Lo primero que hago al pisar la librería es rescatar de mi bolsillo esos papeles que guardé, y me bastan las tres primeras líneas para saber que hablan de Tomasón Zalla y de su hijo: entró en la herrería nada más salir yo.
– Cincuenta y dos con setenta y cinco -canta Koldobike, metiendo la cantidad en un sobre, que me entrega.
Es la caja del día.
– Dudo sobre el paso a dar mañana.
– Descansa. Duerme. Todo lo encontrarás igual después de un par de días… ¿Cómo te ha ido con don Julio?

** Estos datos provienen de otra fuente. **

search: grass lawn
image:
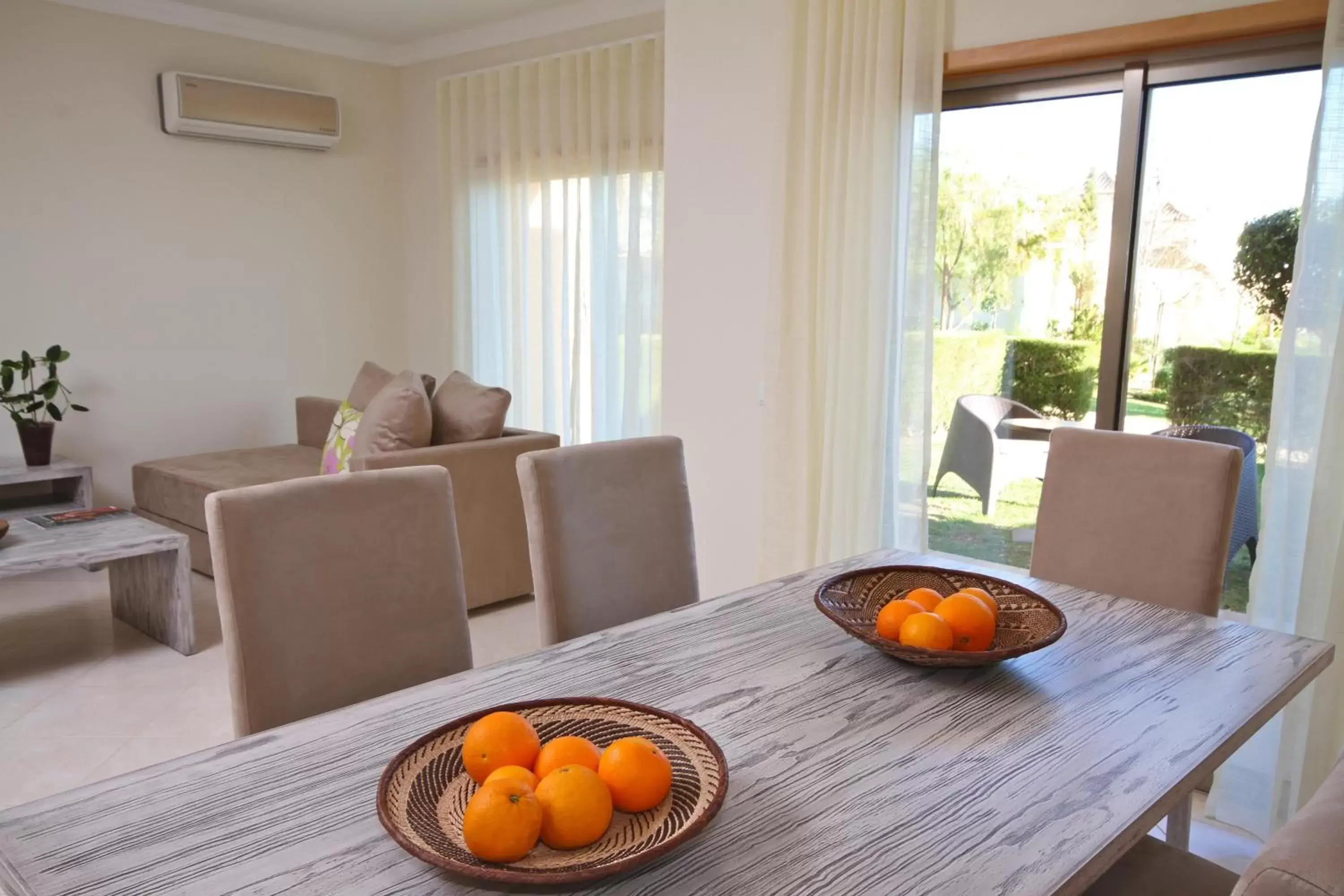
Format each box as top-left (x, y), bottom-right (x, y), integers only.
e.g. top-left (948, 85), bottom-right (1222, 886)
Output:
top-left (929, 399), bottom-right (1265, 611)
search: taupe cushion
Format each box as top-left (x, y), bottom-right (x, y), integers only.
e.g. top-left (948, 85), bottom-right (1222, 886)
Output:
top-left (347, 362), bottom-right (434, 411)
top-left (517, 437), bottom-right (700, 645)
top-left (430, 371), bottom-right (513, 445)
top-left (206, 466), bottom-right (472, 735)
top-left (1086, 837), bottom-right (1236, 896)
top-left (1031, 429), bottom-right (1242, 615)
top-left (130, 445), bottom-right (323, 532)
top-left (355, 371), bottom-right (433, 457)
top-left (1236, 764), bottom-right (1344, 896)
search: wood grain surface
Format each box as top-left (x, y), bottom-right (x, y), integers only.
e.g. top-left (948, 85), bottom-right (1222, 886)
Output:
top-left (0, 551), bottom-right (1333, 896)
top-left (942, 0), bottom-right (1329, 78)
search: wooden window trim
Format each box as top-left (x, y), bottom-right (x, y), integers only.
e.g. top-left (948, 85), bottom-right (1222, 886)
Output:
top-left (943, 0), bottom-right (1328, 78)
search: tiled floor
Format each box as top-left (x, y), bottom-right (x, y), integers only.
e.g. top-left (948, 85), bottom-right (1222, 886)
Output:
top-left (0, 569), bottom-right (1259, 873)
top-left (0, 569), bottom-right (536, 809)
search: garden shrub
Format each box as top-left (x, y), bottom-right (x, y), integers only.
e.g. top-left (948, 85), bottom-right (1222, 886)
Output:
top-left (933, 331), bottom-right (1008, 433)
top-left (1167, 345), bottom-right (1278, 442)
top-left (1004, 339), bottom-right (1098, 421)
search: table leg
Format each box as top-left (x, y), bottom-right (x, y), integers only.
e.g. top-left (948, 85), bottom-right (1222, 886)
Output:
top-left (1167, 793), bottom-right (1195, 852)
top-left (108, 538), bottom-right (196, 655)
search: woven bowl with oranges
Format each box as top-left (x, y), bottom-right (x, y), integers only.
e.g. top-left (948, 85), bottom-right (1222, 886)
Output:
top-left (378, 697), bottom-right (728, 887)
top-left (816, 565), bottom-right (1068, 668)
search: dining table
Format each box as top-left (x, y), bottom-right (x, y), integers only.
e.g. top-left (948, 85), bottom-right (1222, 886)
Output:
top-left (0, 551), bottom-right (1333, 896)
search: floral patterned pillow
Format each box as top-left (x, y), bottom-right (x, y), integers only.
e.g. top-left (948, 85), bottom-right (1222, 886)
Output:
top-left (323, 402), bottom-right (364, 475)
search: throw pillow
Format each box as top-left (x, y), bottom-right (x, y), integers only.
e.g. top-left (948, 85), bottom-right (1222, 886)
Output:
top-left (355, 371), bottom-right (433, 457)
top-left (323, 402), bottom-right (364, 474)
top-left (430, 371), bottom-right (513, 445)
top-left (345, 362), bottom-right (434, 413)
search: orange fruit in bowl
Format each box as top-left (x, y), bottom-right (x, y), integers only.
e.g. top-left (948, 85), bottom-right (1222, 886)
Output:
top-left (532, 736), bottom-right (602, 779)
top-left (462, 712), bottom-right (542, 783)
top-left (597, 737), bottom-right (672, 813)
top-left (536, 766), bottom-right (612, 849)
top-left (462, 779), bottom-right (542, 862)
top-left (900, 612), bottom-right (952, 650)
top-left (906, 588), bottom-right (942, 612)
top-left (876, 599), bottom-right (925, 641)
top-left (481, 766), bottom-right (539, 790)
top-left (957, 588), bottom-right (999, 625)
top-left (934, 592), bottom-right (995, 650)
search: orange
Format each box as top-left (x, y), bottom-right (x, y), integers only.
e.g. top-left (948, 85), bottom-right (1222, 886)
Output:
top-left (536, 766), bottom-right (612, 849)
top-left (906, 588), bottom-right (942, 612)
top-left (462, 712), bottom-right (542, 783)
top-left (481, 766), bottom-right (538, 790)
top-left (900, 612), bottom-right (952, 650)
top-left (934, 594), bottom-right (995, 650)
top-left (597, 737), bottom-right (672, 813)
top-left (532, 736), bottom-right (602, 779)
top-left (462, 779), bottom-right (542, 862)
top-left (960, 588), bottom-right (999, 625)
top-left (878, 600), bottom-right (925, 641)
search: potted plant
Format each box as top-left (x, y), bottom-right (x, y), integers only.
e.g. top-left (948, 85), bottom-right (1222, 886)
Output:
top-left (0, 345), bottom-right (89, 466)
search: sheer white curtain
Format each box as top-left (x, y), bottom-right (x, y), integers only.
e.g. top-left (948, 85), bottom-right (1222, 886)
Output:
top-left (439, 36), bottom-right (663, 444)
top-left (1210, 7), bottom-right (1344, 837)
top-left (763, 0), bottom-right (945, 575)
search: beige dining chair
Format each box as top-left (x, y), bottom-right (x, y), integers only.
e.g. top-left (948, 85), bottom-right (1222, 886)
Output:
top-left (1085, 764), bottom-right (1344, 896)
top-left (206, 466), bottom-right (472, 736)
top-left (517, 435), bottom-right (700, 645)
top-left (1031, 429), bottom-right (1242, 615)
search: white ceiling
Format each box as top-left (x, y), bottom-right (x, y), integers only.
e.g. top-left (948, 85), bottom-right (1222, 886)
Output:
top-left (51, 0), bottom-right (663, 66)
top-left (168, 0), bottom-right (574, 43)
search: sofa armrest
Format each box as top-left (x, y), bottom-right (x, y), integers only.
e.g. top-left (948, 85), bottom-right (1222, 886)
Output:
top-left (351, 430), bottom-right (560, 607)
top-left (294, 395), bottom-right (340, 448)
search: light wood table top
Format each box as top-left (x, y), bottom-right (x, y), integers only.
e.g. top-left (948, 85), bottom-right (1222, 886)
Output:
top-left (0, 552), bottom-right (1333, 896)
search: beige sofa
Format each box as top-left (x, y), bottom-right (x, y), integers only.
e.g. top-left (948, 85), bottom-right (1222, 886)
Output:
top-left (132, 396), bottom-right (560, 607)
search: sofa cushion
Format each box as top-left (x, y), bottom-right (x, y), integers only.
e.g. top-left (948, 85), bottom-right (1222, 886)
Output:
top-left (347, 371), bottom-right (431, 459)
top-left (345, 362), bottom-right (434, 411)
top-left (430, 371), bottom-right (513, 445)
top-left (130, 445), bottom-right (323, 530)
top-left (323, 402), bottom-right (364, 475)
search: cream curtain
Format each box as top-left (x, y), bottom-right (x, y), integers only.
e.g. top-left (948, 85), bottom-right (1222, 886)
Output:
top-left (1210, 0), bottom-right (1344, 838)
top-left (439, 36), bottom-right (663, 444)
top-left (763, 0), bottom-right (945, 575)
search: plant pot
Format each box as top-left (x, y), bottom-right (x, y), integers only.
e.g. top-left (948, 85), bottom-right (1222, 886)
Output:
top-left (16, 421), bottom-right (56, 466)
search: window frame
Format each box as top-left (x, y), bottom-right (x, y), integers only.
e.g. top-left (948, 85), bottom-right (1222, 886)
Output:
top-left (942, 30), bottom-right (1325, 430)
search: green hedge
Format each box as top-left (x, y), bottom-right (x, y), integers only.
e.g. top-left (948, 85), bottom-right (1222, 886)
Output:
top-left (933, 331), bottom-right (1008, 433)
top-left (1165, 345), bottom-right (1278, 442)
top-left (1004, 339), bottom-right (1098, 421)
top-left (933, 331), bottom-right (1098, 431)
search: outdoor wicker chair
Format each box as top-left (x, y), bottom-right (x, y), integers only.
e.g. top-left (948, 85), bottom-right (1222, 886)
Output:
top-left (1156, 423), bottom-right (1259, 564)
top-left (933, 395), bottom-right (1050, 516)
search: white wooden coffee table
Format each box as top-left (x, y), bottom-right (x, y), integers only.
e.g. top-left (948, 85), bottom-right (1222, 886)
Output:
top-left (0, 516), bottom-right (196, 655)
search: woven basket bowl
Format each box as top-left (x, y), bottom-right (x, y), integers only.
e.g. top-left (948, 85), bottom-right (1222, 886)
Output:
top-left (378, 697), bottom-right (728, 888)
top-left (816, 565), bottom-right (1068, 669)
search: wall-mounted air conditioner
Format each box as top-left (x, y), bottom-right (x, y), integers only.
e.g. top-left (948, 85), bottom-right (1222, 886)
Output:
top-left (159, 71), bottom-right (340, 149)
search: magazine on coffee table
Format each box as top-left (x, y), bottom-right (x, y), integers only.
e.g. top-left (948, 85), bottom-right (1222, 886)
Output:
top-left (28, 506), bottom-right (133, 529)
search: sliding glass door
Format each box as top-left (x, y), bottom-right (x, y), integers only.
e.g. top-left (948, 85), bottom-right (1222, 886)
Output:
top-left (929, 43), bottom-right (1320, 608)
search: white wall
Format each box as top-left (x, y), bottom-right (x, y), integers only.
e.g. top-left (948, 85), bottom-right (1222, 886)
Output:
top-left (663, 0), bottom-right (1263, 596)
top-left (0, 0), bottom-right (406, 504)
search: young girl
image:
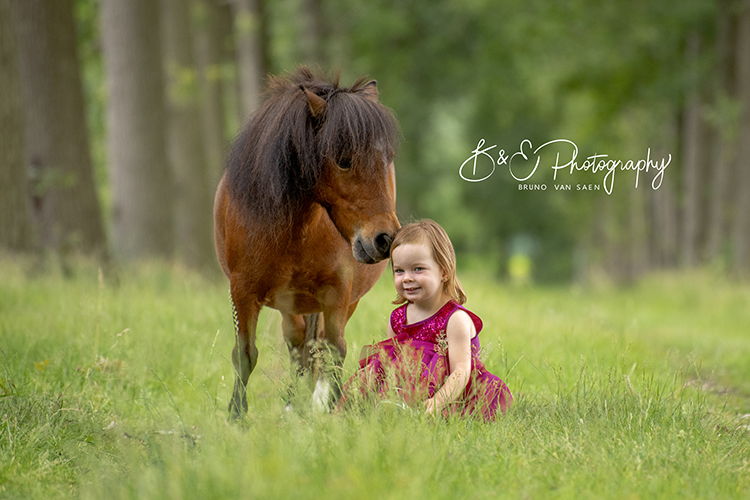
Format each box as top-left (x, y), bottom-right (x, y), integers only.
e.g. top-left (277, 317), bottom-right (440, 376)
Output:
top-left (339, 219), bottom-right (513, 420)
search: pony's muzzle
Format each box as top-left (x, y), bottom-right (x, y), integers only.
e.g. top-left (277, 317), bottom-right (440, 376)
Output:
top-left (352, 233), bottom-right (393, 264)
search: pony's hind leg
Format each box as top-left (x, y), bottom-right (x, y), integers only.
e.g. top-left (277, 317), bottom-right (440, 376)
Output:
top-left (229, 287), bottom-right (260, 418)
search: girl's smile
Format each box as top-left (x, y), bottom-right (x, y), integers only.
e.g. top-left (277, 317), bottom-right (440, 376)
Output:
top-left (392, 243), bottom-right (445, 311)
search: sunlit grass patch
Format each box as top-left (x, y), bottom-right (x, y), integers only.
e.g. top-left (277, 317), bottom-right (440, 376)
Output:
top-left (0, 258), bottom-right (750, 499)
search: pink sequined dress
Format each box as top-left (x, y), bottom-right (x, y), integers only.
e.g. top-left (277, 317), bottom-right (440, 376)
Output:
top-left (339, 300), bottom-right (513, 420)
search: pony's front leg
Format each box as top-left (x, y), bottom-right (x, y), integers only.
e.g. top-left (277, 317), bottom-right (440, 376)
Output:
top-left (313, 301), bottom-right (358, 409)
top-left (229, 286), bottom-right (261, 418)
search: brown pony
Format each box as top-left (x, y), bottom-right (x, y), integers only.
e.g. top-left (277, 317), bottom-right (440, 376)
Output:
top-left (214, 67), bottom-right (399, 416)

– Medio Getxo estuvo en la playa aquella noche: Antimo y su hijo, Lucio Etxe, Luciano, y ahora entra el médico, por no mencionar a Eladio y Leonardo Altube. Una romería. El único ausente fui yo.
– ¿Qué hay del médico?
– Estuvo allí y no vio nada.
– A lo mejor no había nada que ver cuando llegó, todo estaba ya hecho.
– A lo mejor. Pero tenía que flotar en el aire de la playa alguna vibración, un aroma especial, una electricidad, el eco perdido de unos gritos… Y la playa, que lo vio todo, también calla.
– Las playas no hablan. Si hablaran las habitaciones, los bosques, las calles, los cementerios, incluso los gatos y los loros, sobraríais los investigadores privados.
La luz en que se mueven ama y Elise en casa no es de bombilla sino de vela. Elise sale a mi encuentro en el pasillo portando una, que acerca a mi rostro.
– Me ha visto el médico -la tranquilizo.
– Gran noticia. ¿Y ha visto tu cara?
– La tuvo delante.
– ¿Y?
– Que siga su curso.
– Ama dice que a ver qué te pasa, que te ve poco.
– Y con velas me verá menos.
La saludo en la cocina con un beso en la frente y me pregunta si he comido. La confundo corrigiéndole: «Ama, será si he cenado». Queda suspensa, y como cada vez confía menos en su cabeza, musita sin mucha convicción: «Sí, será eso». Y yo concluyo, haciéndola feliz: «No, no he cenado aún, ama. A eso vengo».
Cenamos porrusalda y leche. Elise, mi hermana mayor, que llevaba veinte años sin acostarme, hoy me acompaña por segunda vez a la cama y nos sentamos en ella.
– Me vas a decir en qué andas metido -me pide-. Nadie me ha contado nada, pero no soy tonta y me llegan cosas.
Sus dulces ojos azules consiguen en segundos que mi tensa arboladura se desplome en una calma chicha de fin de singladura.